David Linthorst, with the Medford-based law firm of Andersen Morse & Linthorst, said he was with Mike and Vicki Graves when they saw the bodycam video for the first time. It shows how their son, 33-year-old Matthew Graves, was shot twice during a struggle with two officers on the bathroom floor.
“Their reaction was a lot of heartbreak, which can be understandable for any parent who outlives their child, but also a fair amount of frustration,” Linthorst said. “As you watch this it doesn’t take a Monday morning quarterback or 20/20 hindsight to see how this could’ve gone differently at every turn.”
Linthorst said the Graveses have worked to remain “open-minded” as they grieved the loss of their son, who suffered from schizophrenia and lived with them two miles from where he died.
“The family here has been very open-minded in questioning,” Linthorst said. “You’ll note that they haven’t been making statements publicly, they haven’t been accusing anyone, they just want to know what happened.”
Linthorst said he and the Graveses believe the altercation that led to Matthew’s death on Sept. 19 was instigated and escalated by police.
Officer Daniel Cardenas fired two shots into Graves’ back during a struggle on the bathroom floor in which he and backup Officer CJ Davis believed Graves had a gun. A grand jury on Wednesday ruled 5-2 that the officers’ actions were justified.
Linthorst said he’s planning to use a wider time frame for his case than the grand jury used to determine that the use of force was justified.
“The focus that I’ve heard is on the last minute of Matthew Graves,” Linthorst said, “and I think the focus should be the last 15 minutes.”
Linthorst said he sees in the bodycam footage signs that Officer Cardenas “created this situation,” beginning with unclear instructions at the outset that would have been difficult for Graves to understand because of his schizophrenia.
Before the shooting, Cardenas had observed Graves crossing Highway 62 against the light and had tried to speak with him.
“He doesn’t tell him to stop, he doesn’t tell Matthew why he wants to talk to him, he doesn’t tell Matthew that he does want to talk to him,” Linthorst said. “He just keeps asking, ‘Dude, what are you doing?’”
Cardenas followed Graves into the bathroom at Carl’s Jr. with his Taser drawn and commanded Graves to show his hands, then to get on the ground. Graves didn’t comply, leading to his tasing and the struggle that ended in the shooting.
“Nobody said, ‘Stop, Matthew’ until he was cornered in a bathroom and a weapon was drawn,” Linthorst said.
Linthorst said Graves’ response to Cardenas was “out of the ordinary” because of Graves’ mental illness and the way it disabled him.

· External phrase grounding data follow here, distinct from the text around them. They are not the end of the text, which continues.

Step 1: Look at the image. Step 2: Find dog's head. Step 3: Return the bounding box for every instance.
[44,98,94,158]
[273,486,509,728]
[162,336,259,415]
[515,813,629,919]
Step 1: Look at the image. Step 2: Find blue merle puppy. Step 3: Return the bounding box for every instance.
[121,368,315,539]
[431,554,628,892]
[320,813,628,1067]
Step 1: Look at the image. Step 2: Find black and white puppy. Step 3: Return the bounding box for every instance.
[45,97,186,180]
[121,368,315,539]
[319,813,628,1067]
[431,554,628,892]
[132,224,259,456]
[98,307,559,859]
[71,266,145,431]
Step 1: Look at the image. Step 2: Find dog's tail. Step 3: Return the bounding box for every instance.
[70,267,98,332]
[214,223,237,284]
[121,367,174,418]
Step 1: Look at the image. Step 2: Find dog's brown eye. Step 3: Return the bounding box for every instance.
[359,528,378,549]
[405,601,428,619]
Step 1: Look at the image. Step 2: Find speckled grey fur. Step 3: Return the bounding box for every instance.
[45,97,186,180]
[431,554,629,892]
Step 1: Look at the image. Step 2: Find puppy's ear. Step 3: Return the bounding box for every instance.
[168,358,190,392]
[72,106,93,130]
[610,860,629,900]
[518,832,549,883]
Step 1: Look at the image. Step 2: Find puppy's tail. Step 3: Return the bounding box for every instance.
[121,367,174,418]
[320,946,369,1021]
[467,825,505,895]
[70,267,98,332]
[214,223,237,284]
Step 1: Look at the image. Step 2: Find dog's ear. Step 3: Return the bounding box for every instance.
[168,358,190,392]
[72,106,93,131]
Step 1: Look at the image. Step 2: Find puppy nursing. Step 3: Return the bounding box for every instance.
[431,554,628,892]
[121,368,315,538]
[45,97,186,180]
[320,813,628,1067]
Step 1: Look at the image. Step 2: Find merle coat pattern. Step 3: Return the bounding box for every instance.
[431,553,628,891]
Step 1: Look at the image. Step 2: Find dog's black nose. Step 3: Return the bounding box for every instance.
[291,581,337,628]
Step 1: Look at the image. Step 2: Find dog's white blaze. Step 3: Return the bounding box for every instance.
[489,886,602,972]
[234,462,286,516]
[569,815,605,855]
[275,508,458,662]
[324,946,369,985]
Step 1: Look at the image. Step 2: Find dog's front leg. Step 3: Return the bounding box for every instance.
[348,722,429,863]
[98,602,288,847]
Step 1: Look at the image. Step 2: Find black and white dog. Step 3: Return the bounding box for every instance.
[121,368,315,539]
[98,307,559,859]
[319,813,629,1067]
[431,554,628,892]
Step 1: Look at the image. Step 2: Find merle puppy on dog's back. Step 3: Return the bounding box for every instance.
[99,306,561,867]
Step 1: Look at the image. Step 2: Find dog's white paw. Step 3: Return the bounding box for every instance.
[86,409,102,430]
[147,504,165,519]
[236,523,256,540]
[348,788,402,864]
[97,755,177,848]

“Several times he’s saying ‘don’t talk to me like that,’ he’s swearing, he says something about ‘you are gods,’ he says something about Matthew’s sobriety — which is true — but is really out of context from what’s going on with the officer,” Linthorst said.
Linthorst said one of the two police officers should have noticed “something was wrong” with Graves.

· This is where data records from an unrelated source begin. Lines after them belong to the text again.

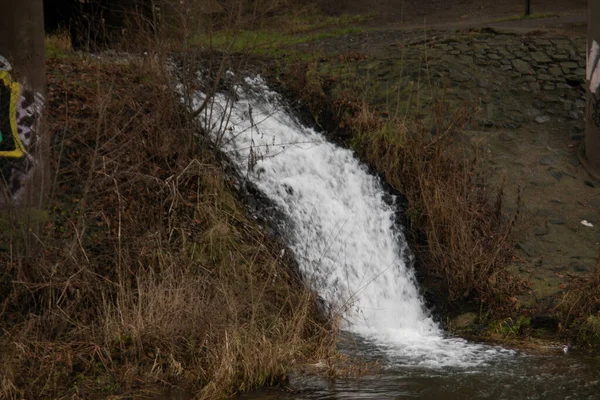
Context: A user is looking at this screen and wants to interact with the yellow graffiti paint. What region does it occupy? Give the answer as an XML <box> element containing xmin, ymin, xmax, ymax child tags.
<box><xmin>0</xmin><ymin>70</ymin><xmax>25</xmax><ymax>158</ymax></box>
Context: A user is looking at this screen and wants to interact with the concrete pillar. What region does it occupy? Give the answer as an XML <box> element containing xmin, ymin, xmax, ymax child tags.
<box><xmin>583</xmin><ymin>0</ymin><xmax>600</xmax><ymax>180</ymax></box>
<box><xmin>0</xmin><ymin>0</ymin><xmax>48</xmax><ymax>207</ymax></box>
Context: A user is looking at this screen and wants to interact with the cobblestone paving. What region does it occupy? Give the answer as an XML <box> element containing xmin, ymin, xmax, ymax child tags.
<box><xmin>428</xmin><ymin>32</ymin><xmax>587</xmax><ymax>127</ymax></box>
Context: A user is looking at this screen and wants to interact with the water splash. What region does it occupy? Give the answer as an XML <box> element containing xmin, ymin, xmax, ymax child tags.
<box><xmin>191</xmin><ymin>75</ymin><xmax>513</xmax><ymax>368</ymax></box>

“There’s no de-escalation that I can see,” Linthorst said.
An internal investigation found that both police officers followed all policies and procedures, Eagle Point police Darin May has said. The weapon Cardenas and Davis thought was a gun was actually Cardenas’ black-colored Taser, which Graves had apparently grabbed during the scuffle.
During a press conference Wednesday after the grand jury’s decision, May said his department would consider issuing a different-colored Taser and would review its policies and procedures.
Linthorst said his firm has no intention of naming Taser manufacturer Axon as a defendant in the wrongful death suit, saying the weapon was “a Taser and it was used to tase.”
“Based on District Attorney (Beth) Heckert’s statement and press release, this was a factor for the grand jury, they wished it had been yellow,” Linthorst said.
Linthorst’s firm is still awaiting the Jackson County Sheriff’s Office police report and possibly a transcript of the grand jury hearing, which Heckert said she intends to release once a stenographer completes the hearing and a court orders its release to the public.